Fadell, Nest Termostat hakkında şöyle diyor: Az çok eğlenceden son derece işlevsel olan ve çevresinde sıfır tasarım olan bu şeye geçiyorsunuz. “Sıcaklığı kontrol etmek için ona ihtiyacınız var – ama gerçekten neden buna ihtiyacınız var, harcadığınız parayı kontrol etmek. İşte bu noktada anlatıyı değiştirmek zorunda kaldık ve bu yüzden Nest’te hikaye anlatımı çok kritikti. Biri, insanları çekmek için havalı görünmesini sağlamaktı. İkincisi, neden bu şey için beş ila 10 kat daha fazla ödemeniz gerekiyor? Gerçekten önemli bir şeye hizmet eden teknoloji. Ama kimsenin umurunda değildi.”
Bir kitabın tanıtımını yapmadığı veya garajını temizlemediği zamanlarda Fadell, şirketin müdürü olarak görev yapıyor. Gelecek Şekliyeni başlayanların vizyonlarını hayata geçirmelerine yardımcı oluyor.

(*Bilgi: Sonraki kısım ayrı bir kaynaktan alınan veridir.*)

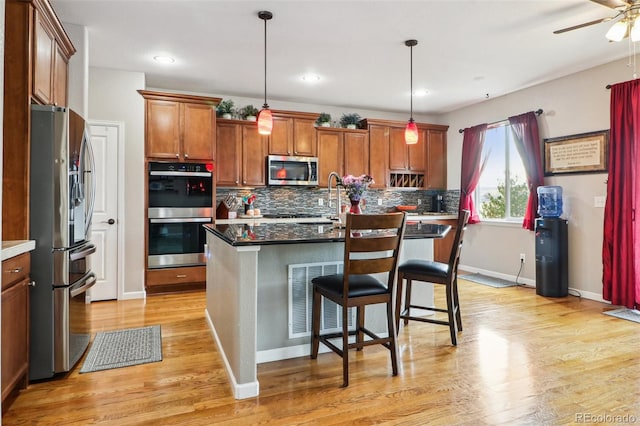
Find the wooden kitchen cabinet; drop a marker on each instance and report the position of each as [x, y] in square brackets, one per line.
[179, 127]
[293, 133]
[36, 55]
[241, 154]
[436, 145]
[345, 151]
[15, 323]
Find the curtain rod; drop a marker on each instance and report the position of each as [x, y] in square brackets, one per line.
[538, 112]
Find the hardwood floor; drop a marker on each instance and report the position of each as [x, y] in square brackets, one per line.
[521, 359]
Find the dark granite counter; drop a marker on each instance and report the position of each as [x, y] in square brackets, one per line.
[295, 233]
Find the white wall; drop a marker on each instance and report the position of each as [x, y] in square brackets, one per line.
[575, 104]
[113, 96]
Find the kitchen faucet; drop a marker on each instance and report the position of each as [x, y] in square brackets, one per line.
[338, 180]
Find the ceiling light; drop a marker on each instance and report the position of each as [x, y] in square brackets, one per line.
[411, 131]
[617, 31]
[164, 59]
[265, 118]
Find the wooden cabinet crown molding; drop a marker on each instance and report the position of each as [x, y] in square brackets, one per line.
[179, 97]
[49, 16]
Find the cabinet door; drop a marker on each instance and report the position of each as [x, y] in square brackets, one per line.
[436, 159]
[304, 137]
[416, 154]
[228, 154]
[254, 152]
[43, 61]
[397, 149]
[281, 139]
[163, 129]
[198, 128]
[379, 155]
[356, 154]
[330, 155]
[60, 75]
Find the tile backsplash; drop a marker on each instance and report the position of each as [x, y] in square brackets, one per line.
[305, 200]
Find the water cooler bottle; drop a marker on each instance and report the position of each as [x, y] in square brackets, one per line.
[552, 257]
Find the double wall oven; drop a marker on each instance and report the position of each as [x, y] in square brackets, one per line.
[180, 201]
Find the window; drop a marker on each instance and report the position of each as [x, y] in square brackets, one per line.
[502, 191]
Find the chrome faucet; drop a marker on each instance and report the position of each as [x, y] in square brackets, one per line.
[337, 176]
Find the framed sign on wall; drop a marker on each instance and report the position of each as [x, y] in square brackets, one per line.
[581, 153]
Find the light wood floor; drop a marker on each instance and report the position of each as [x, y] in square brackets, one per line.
[521, 359]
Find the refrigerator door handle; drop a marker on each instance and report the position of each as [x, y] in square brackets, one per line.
[87, 281]
[86, 251]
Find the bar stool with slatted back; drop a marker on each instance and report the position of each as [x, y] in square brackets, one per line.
[438, 273]
[372, 246]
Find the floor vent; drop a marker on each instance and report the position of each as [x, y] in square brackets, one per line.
[300, 299]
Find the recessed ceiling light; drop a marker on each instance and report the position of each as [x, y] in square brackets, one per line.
[311, 78]
[164, 59]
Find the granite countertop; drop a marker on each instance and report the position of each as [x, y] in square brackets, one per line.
[15, 247]
[262, 233]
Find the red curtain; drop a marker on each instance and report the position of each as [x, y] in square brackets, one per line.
[527, 141]
[471, 168]
[620, 243]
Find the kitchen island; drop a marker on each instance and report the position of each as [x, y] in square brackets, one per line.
[258, 289]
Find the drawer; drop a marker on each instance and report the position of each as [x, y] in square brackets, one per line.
[16, 269]
[167, 276]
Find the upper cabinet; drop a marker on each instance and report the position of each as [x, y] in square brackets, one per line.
[293, 134]
[240, 154]
[395, 164]
[36, 57]
[344, 151]
[179, 127]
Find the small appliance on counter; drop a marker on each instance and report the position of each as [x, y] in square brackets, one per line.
[437, 203]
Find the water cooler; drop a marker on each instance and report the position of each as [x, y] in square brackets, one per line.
[552, 255]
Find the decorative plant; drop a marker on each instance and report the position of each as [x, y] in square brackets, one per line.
[323, 118]
[248, 111]
[225, 107]
[347, 119]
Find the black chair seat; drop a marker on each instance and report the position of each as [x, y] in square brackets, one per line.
[359, 285]
[424, 267]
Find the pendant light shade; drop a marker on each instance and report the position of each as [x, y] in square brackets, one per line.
[265, 118]
[411, 131]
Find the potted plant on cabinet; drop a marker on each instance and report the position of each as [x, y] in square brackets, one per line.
[249, 113]
[324, 120]
[225, 108]
[350, 121]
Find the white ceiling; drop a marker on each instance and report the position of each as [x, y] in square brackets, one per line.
[467, 49]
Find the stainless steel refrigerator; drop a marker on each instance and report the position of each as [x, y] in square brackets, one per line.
[61, 205]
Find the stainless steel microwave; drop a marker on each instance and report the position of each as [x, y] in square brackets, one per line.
[289, 170]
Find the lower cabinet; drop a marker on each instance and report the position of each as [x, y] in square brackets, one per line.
[442, 246]
[176, 279]
[15, 323]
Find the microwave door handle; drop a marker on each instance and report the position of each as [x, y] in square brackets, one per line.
[182, 220]
[88, 281]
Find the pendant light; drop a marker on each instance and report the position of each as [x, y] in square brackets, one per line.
[411, 131]
[265, 119]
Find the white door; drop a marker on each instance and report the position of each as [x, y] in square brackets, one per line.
[105, 137]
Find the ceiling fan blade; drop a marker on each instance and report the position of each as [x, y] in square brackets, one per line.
[614, 4]
[586, 24]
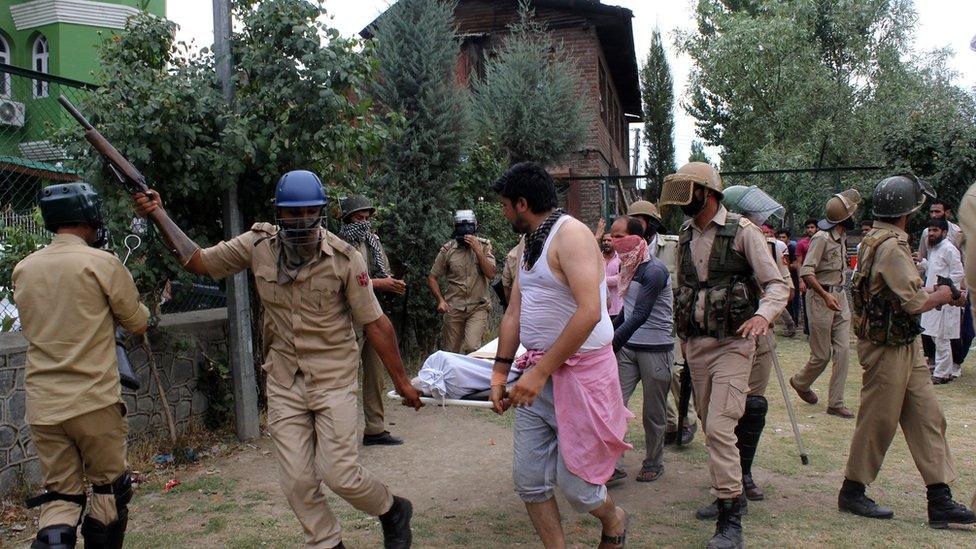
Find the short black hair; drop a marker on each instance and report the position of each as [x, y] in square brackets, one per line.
[634, 226]
[528, 180]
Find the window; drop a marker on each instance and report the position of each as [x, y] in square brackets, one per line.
[4, 58]
[39, 62]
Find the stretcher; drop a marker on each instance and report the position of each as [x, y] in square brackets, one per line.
[450, 379]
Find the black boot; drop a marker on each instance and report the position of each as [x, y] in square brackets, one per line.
[710, 511]
[852, 499]
[943, 511]
[396, 524]
[748, 431]
[56, 536]
[728, 527]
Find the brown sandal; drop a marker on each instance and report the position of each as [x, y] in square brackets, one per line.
[615, 542]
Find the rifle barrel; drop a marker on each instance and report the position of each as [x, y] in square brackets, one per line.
[74, 112]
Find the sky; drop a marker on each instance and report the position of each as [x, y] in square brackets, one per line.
[942, 23]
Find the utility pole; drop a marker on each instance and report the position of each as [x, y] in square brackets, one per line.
[240, 351]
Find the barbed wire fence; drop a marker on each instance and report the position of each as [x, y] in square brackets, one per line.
[34, 154]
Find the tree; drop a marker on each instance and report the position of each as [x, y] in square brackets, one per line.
[300, 104]
[798, 84]
[698, 153]
[416, 52]
[657, 89]
[529, 100]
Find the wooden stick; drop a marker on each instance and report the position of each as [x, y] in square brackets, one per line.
[159, 387]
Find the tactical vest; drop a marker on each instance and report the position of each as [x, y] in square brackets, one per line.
[731, 290]
[879, 318]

“Bana donanımla gelen birçok şirket, neden buna ihtiyaç duyduklarını soruyorum” diyor. “Yapabilirsem donanımdan kurtulmaya çalışıyorum çünkü çok fazla sürtünme var. Çok fazla insanın dikkatinin dağıldığını görüyorum çünkü bu harika bir şey. Yaptığımız şey, donanımın kesinlikle gerekli olduğundan, yani gezegenin, toplumların veya sağlığın hizmetinde olduğundan emin olmaktır. Bunları düzeltmeye yardımcı olacak şeylere fon sağlamayı önemsiyoruz.”
“İnşa: Yapılmaya Değer Şeyler Yapmak İçin Alışılmışın Dışında Bir Kılavuz” şimdi müsait HarperCollins Publishers’dan.